Wiring an SRE Agent into PagerDuty
Webhooks in. Acknowledgements out. The integration code, the auth pattern, the retry policy, and the bug that took us six weeks to find.
Webhooks in
PagerDuty fires a webhook on incident creation. The agent service receives it; verifies the signature; extracts the incident details.
Signature verification is non-negotiable. Without it, the endpoint is a denial-of-service surface.
Extract: incident id, urgency, description, service id, escalation policy. These five fields cover most agent use cases.
Acknowledgements out
When the agent starts triaging, it acknowledges the incident in PagerDuty. The acknowledgement is silent to the team; the agent's name is the acknowledger.
When the agent finishes, it adds a note with the hypothesis. The note appears in the incident timeline.

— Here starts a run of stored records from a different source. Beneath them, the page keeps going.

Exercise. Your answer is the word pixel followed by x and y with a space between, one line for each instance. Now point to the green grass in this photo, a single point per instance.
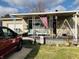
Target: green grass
pixel 52 52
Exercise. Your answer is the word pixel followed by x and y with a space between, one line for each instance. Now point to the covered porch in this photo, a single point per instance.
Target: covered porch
pixel 61 25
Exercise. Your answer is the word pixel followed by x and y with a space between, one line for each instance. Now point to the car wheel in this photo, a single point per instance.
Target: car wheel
pixel 19 46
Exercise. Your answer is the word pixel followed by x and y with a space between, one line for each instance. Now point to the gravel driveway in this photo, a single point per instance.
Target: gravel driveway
pixel 20 54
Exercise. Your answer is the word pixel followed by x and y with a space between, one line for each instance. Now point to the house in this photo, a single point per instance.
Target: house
pixel 17 25
pixel 47 23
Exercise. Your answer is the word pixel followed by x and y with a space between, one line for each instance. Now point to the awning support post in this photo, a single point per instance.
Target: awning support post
pixel 75 40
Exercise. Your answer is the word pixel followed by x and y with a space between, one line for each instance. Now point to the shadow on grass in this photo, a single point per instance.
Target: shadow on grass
pixel 34 51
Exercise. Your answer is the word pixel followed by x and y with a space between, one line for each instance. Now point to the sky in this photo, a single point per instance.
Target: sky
pixel 21 6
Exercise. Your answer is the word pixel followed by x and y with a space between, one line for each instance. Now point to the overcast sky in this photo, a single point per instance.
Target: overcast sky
pixel 14 6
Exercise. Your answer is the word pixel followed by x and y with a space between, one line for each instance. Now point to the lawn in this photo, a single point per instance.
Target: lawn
pixel 52 52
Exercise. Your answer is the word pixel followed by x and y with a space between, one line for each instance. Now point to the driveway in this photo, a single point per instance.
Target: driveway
pixel 20 54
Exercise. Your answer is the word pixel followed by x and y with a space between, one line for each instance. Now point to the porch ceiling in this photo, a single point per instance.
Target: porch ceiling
pixel 59 13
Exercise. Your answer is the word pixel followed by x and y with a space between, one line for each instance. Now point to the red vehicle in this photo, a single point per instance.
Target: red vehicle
pixel 9 41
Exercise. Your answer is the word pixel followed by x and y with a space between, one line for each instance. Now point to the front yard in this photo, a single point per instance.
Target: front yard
pixel 52 52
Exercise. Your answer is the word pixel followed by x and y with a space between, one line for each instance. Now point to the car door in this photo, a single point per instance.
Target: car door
pixel 10 38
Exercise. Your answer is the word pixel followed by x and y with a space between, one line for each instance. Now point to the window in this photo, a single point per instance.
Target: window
pixel 7 33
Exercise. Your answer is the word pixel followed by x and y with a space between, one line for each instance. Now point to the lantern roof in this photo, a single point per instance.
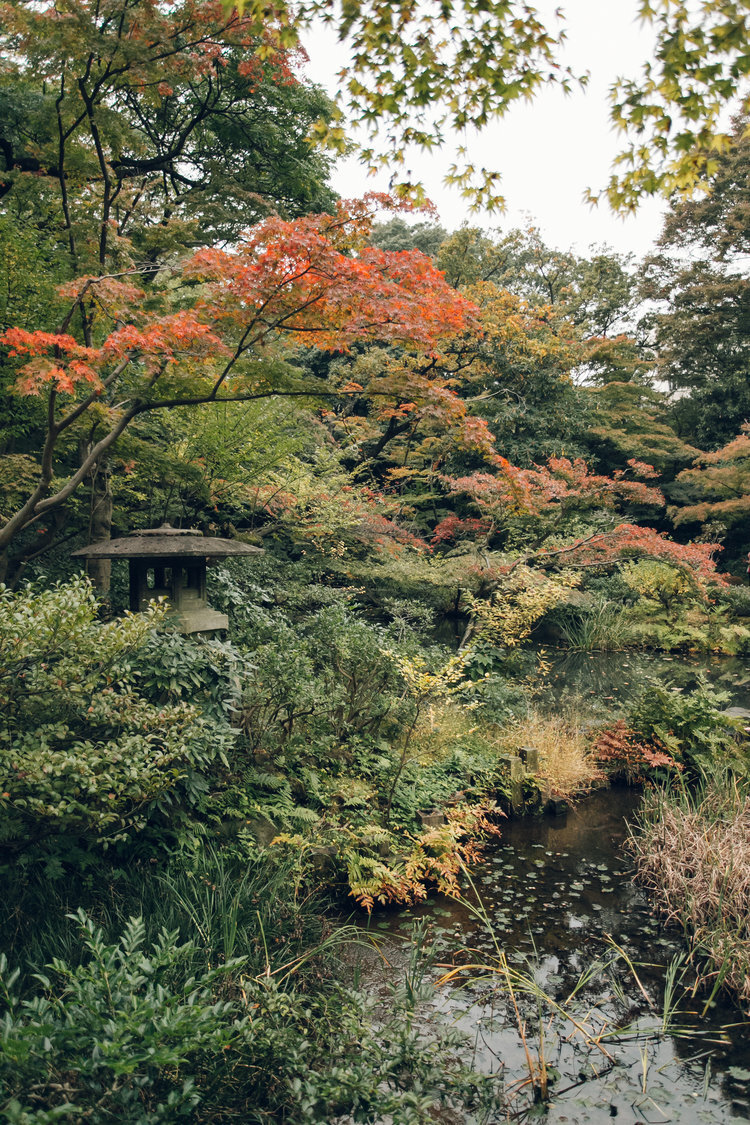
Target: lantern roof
pixel 165 542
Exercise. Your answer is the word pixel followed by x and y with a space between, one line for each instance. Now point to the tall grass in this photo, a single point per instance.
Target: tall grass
pixel 599 627
pixel 692 851
pixel 567 761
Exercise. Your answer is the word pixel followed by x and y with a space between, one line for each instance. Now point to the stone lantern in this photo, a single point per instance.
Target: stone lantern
pixel 171 563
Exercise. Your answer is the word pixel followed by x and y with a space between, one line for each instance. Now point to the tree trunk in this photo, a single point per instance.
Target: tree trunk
pixel 100 525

If the agent escalates, it does not auto-resolve; the human takes over and resolves.
Auth pattern
API key per environment. Rotate quarterly; do not share across environments.
Scopes: minimum required. "Acknowledge incidents and add notes" is enough for most agents.
Audit log enabled. PagerDuty's own audit log shows what the agent did; useful for post-incident review.
Retry policy
Idempotent operations: retry up to 3 times with exponential backoff.
Non-idempotent operations (creating notes): retry once with a deduplication token. The dedup prevents double-notes on transient failures.
Hard cap: 5 retries total per webhook. Beyond that, log the failure and stop. The agent's job is best-effort; PagerDuty has its own state of truth.
The bug we hunted for six weeks
Webhook signatures occasionally appeared invalid. The error rate was 0.3%; not enough to alert, enough to lose runs.
Root cause: PagerDuty's webhook payload contains a timestamp; we were stripping trailing whitespace from the body before verifying. The signature was computed on the original body.
Lesson: when verifying webhooks, do not normalise the body. Verify the bytes you received, exactly. The fix was three lines; the diagnosis was three weeks.